Der Vorlesewettbewerb der sechsten Klassen fand dieses Jahr am Nikolaustag in der Aula des HHG statt, die mit den Schülerinnen und Schülern aus den 5. und 6. Klassen gut gefüllt war. Diesem Publikum und einer kompetenten Jury, bestehend aus der Vorjahressiegern Julia Rosche (7c) und den Deutschlehrerinnen Frau Kaftan und Frau Höfels, stellten sich Rachel Löcker (6a), Mikail Bekdes (6b), Lena Bartels (6c), Vanessa Renken (6d), Isabella Lemos Rottbeck (6e) und Emma Boek (6f), die als Klassensiegerinnen bzw. Klassensieger in den Schulwettbewerb einzogen und von ihren Klassen lautstark und mit Plakaten angefeuert wurden.

In der ersten Wettbewerbsrunde präsentierten die jungen Vorleser einen Ausschnitt eines selbst gewählten Jugendbuchs und konnten damit die Zuschauer begeistern. Gelesen wurde z.B. aus Cornelia Funkes Fantasy-Bestseller „Tintenherz“ oder aus dem Jugendroman „Wild Claws“, dessen Autor Christian Gailus, der unter dem Autorenpseudonym „Max Held“ schreibt, erst im Februar diesen Roman am HHG im Rahmen einer Autorenlesung vorgestellt hatte. In der zweiten Runde musste dann aus einem unbekannten Jugendbuch vorgelesen werden („Die fantastischen Abenteuer der Christmas Company“ von Corinna Gieseler), woraufhin sich die Jury zur Beratung zurückzog. In der Zwischenzeit sorgte Herr Langenberg für musikalische Unterhaltung und vorweihnachtliche Stimmung bei den Schülerinnen und Schülern. Mit Liedern wie „In der Weihnachtsbäckerei“ oder „Feliz Navidad“, welche von den rund 270 Schülerinnen und Schülern schallend mitgesungen wurden, ließ sich die Zeit bis zur Siegerehrung gut vertreiben. Zudem verteilten Schülerinnen und Schüler der SV als Nikoläuse verkleidet Schokolollies an die Kinder und sorgten damit für eine Überraschung.

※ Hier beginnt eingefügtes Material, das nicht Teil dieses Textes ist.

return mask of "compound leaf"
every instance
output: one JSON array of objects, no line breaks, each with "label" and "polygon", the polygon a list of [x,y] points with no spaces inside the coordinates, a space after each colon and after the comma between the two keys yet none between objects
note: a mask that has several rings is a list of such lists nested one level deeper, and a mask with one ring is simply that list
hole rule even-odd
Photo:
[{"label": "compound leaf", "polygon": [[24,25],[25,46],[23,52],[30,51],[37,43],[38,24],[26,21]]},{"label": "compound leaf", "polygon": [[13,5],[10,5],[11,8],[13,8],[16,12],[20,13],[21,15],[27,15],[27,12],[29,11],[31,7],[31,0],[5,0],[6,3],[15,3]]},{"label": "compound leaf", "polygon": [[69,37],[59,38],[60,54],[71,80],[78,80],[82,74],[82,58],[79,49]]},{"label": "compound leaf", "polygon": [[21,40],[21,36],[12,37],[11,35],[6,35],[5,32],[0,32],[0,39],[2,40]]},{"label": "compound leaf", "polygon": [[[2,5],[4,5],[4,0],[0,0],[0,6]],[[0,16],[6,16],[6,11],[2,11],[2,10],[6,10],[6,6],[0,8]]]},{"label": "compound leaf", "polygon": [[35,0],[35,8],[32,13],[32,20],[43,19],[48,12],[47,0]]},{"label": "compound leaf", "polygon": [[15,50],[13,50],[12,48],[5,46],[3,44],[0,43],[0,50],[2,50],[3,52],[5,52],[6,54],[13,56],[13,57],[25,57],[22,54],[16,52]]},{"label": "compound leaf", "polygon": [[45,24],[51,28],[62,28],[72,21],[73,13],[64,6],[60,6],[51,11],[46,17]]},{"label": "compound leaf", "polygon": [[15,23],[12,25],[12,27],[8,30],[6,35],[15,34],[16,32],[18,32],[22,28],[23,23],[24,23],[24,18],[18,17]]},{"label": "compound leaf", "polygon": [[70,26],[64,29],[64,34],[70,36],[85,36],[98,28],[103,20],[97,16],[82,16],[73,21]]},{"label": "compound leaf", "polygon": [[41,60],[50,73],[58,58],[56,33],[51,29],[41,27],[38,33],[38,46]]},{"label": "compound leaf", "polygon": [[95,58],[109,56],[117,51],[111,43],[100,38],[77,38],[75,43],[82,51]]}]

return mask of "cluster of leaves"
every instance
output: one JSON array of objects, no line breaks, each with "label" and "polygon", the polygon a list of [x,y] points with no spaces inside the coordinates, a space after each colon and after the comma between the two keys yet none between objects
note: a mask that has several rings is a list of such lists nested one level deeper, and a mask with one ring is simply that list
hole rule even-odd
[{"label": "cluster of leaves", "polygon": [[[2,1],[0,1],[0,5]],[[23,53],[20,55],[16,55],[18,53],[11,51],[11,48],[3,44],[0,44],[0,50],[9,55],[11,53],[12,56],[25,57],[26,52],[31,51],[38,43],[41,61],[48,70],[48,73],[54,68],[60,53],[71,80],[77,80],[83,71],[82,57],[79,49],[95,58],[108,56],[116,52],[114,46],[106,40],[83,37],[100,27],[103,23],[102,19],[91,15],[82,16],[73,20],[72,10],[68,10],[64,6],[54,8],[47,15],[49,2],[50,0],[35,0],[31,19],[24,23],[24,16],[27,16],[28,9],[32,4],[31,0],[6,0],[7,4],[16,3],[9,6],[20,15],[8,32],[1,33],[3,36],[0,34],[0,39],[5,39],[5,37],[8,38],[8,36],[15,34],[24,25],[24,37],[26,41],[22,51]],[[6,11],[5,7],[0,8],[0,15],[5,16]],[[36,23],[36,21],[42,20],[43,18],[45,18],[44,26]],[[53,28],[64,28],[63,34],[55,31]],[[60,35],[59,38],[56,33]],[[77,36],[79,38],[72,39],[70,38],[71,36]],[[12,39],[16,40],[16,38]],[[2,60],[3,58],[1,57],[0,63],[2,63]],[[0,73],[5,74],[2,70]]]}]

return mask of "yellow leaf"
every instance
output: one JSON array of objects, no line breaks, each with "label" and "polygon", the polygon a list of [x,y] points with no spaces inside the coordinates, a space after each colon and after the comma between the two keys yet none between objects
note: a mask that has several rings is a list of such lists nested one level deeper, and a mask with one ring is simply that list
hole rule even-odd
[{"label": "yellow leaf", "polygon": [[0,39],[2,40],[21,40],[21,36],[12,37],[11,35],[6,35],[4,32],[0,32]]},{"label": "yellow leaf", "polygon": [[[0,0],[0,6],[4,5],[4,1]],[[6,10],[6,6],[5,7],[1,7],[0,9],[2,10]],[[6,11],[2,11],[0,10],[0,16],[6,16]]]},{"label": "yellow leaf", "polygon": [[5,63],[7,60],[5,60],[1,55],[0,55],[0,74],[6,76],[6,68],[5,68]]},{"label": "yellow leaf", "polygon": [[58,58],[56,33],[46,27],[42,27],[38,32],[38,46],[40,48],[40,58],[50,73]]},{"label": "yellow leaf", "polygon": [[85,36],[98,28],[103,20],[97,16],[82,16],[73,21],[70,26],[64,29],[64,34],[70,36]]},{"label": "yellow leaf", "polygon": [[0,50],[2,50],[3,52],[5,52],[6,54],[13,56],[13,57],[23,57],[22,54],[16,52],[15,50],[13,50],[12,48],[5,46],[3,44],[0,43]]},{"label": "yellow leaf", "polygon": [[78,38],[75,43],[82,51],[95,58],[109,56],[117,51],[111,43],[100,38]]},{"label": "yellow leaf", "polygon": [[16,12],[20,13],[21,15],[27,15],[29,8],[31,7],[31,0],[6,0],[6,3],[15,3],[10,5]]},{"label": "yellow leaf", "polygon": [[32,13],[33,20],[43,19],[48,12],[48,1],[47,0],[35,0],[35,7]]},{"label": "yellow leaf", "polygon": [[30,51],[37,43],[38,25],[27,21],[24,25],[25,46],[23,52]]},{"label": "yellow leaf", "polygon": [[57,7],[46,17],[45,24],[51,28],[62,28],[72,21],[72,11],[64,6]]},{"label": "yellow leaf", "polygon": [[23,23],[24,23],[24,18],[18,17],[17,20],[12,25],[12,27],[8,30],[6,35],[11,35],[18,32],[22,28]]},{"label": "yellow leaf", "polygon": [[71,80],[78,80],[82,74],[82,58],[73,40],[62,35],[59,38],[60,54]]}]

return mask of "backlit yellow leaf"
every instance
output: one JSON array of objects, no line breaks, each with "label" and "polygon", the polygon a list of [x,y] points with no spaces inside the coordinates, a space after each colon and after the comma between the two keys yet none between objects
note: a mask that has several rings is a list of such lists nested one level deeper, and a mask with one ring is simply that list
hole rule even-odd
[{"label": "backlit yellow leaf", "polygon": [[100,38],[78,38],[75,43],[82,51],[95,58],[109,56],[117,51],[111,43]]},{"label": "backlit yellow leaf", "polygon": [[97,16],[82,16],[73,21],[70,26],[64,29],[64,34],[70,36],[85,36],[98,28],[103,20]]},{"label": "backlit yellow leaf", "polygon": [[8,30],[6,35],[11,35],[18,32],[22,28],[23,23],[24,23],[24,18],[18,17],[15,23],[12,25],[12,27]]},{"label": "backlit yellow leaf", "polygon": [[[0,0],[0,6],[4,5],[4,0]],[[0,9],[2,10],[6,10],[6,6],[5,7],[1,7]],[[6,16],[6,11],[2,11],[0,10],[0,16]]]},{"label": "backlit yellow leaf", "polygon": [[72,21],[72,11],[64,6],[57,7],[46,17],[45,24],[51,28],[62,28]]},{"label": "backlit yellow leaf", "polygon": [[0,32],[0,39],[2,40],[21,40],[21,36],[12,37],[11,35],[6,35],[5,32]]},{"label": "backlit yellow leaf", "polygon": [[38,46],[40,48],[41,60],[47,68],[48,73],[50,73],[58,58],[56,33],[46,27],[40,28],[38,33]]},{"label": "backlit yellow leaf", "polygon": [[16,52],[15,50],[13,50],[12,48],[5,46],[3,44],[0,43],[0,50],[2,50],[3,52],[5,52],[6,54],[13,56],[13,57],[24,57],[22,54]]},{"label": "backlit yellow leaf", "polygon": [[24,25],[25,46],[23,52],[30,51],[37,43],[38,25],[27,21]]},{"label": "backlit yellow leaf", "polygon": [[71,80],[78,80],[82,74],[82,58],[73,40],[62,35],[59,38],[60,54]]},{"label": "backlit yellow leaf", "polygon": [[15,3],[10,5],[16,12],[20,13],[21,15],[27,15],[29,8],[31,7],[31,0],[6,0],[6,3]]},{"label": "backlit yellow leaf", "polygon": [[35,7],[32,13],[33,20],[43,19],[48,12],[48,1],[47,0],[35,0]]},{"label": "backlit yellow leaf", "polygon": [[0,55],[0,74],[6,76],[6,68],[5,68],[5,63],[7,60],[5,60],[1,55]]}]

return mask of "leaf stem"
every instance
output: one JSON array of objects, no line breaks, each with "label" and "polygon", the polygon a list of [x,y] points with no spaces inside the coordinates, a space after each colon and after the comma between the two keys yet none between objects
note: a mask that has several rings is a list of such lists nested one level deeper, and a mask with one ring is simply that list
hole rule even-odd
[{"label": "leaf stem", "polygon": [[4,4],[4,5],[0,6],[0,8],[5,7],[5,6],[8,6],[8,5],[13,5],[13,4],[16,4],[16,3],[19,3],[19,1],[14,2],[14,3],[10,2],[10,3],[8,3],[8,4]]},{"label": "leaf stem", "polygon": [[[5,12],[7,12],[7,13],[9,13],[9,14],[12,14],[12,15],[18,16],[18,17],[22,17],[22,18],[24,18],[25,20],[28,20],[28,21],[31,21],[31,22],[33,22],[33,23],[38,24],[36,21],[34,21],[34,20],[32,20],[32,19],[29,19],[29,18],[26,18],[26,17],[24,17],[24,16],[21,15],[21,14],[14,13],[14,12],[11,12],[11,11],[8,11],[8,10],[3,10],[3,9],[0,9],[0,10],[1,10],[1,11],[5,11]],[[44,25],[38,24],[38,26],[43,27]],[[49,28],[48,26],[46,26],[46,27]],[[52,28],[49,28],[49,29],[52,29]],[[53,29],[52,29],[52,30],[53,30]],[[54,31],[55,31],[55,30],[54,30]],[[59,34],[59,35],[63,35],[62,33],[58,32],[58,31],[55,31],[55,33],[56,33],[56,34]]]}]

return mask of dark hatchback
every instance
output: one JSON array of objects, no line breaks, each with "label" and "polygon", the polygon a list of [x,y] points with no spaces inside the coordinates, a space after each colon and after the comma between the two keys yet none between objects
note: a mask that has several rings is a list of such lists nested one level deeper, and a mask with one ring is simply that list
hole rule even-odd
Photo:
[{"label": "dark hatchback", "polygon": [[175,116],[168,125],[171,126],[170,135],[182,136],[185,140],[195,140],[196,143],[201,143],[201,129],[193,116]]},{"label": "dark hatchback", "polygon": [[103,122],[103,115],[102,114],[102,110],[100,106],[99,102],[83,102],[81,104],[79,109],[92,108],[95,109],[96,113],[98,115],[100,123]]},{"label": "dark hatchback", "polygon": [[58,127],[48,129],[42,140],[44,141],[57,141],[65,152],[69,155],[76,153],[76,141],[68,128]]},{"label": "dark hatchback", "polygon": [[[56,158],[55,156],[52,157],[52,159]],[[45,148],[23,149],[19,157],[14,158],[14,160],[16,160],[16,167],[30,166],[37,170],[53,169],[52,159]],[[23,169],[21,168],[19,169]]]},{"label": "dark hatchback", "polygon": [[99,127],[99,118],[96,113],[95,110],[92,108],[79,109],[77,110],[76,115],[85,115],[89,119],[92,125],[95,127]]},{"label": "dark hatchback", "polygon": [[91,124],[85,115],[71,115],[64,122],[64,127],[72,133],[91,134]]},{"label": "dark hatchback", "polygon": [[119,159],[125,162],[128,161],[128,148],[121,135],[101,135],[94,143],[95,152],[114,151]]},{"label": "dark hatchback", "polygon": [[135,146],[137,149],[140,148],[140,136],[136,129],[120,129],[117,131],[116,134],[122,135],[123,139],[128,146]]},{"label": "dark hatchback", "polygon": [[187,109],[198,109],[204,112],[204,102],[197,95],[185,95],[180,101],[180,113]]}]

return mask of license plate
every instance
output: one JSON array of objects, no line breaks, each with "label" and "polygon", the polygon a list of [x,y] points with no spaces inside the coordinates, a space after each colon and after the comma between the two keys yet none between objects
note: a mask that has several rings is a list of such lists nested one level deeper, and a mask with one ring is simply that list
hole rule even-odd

Am Ende der knapp 90-minütigen Veranstaltung ging Emma Boek als Siegerin des Wettbewerbs hervor. Sie wird das HHG im Frühjahr 2020 im Regionalwettbewerb vertreten. Vanessa Renken konnte sich über den zweiten Platz freuen. Platz drei teilten sich Rachel Löcker und Isabella Lemos Rottbeck, Platz vier ging an Mikail Bekdes und Lena Bartels. Herzlichen Glückwunsch an alle Teilnehmerinnen und Teilnehmer und vielen Dank allen Mitwirkenden, die den Vorlesewettbewerb zu einem tollen Ereignis für alle Beteiligten werden ließen.